This Graph shows how many of each Category each studio made compared to each other. Categories which were represented by less than half of the total developers or were not a game type (PvP for example) were dropped for simplicity and insignificance sake.

In [6]:
#print(dataWithTop10['categories'].unique())
removeGenres = ['Captions available','In-App Purchases','Remote Play Together' ,
                'Multi-player','Partial Controller Support','Cross-Platform Multiplayer',
                'Online PvP','Full controller support', 'HDR avaliable', 
                'Includes level editor','HDR available', 'Remote Play on Tablet',
                'Shared/Split Screen Co-op', 'Shared/Split Screen','Shared/Split Screen PvP',
                'Stats','Steam Trading Cards','Steam Workshop']

filtered_data = dataWithTop10Dev[~dataWithTop10Dev['categories'].isin(removeGenres)].dropna()

alt.Chart(filtered_data).mark_bar().encode(
    y=alt.Y('developers'),
    x=alt.X('count(categories)').stack("normalize"),
    color='categories'
    
).properties(
    height=500,
    width=1000
)

<VegaLite 5 object>

If you see this message, it means the renderer has not been properly enabled
for the frontend that you are using.

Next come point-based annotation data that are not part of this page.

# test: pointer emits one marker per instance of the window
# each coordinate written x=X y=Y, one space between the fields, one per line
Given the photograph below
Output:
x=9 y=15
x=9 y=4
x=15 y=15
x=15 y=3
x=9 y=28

For more information, see
https://altair-viz.github.io/user_guide/display_frontends.html#troubleshooting


Below shows the distribution of the scores each of the game developers have. This will be useful when exploring these expectations of the research question. We can see that some developer review distributions are quite odd, which will to be looked at later on when looking at this part of the question in more depth

In [7]:
boxplot = alt.Chart(dataWithTop10Dev).mark_boxplot().encode(
    x=alt.X('developers', title='Developer'),
    y=alt.Y('review_score', title='Review Score'),
    color='developers'
).properties(
    height=400,
    width=600
)

boxplot

<VegaLite 5 object>

If you see this message, it means the renderer has not been properly enabled
for the frontend that you are using. For more information, see
https://altair-viz.github.io/user_guide/display_frontends.html#troubleshooting


Below we see that in general, highly rated games do tend to have more achievements in them, which could be useful in further exploration.

In [None]:
catCountData = pd.DataFrame(data)

bottomRated = catCountData.sort_values(by='review_score',ascending=True).head(20)
topRated = catCountData.sort_values(by='review_score',ascending=False).head(20)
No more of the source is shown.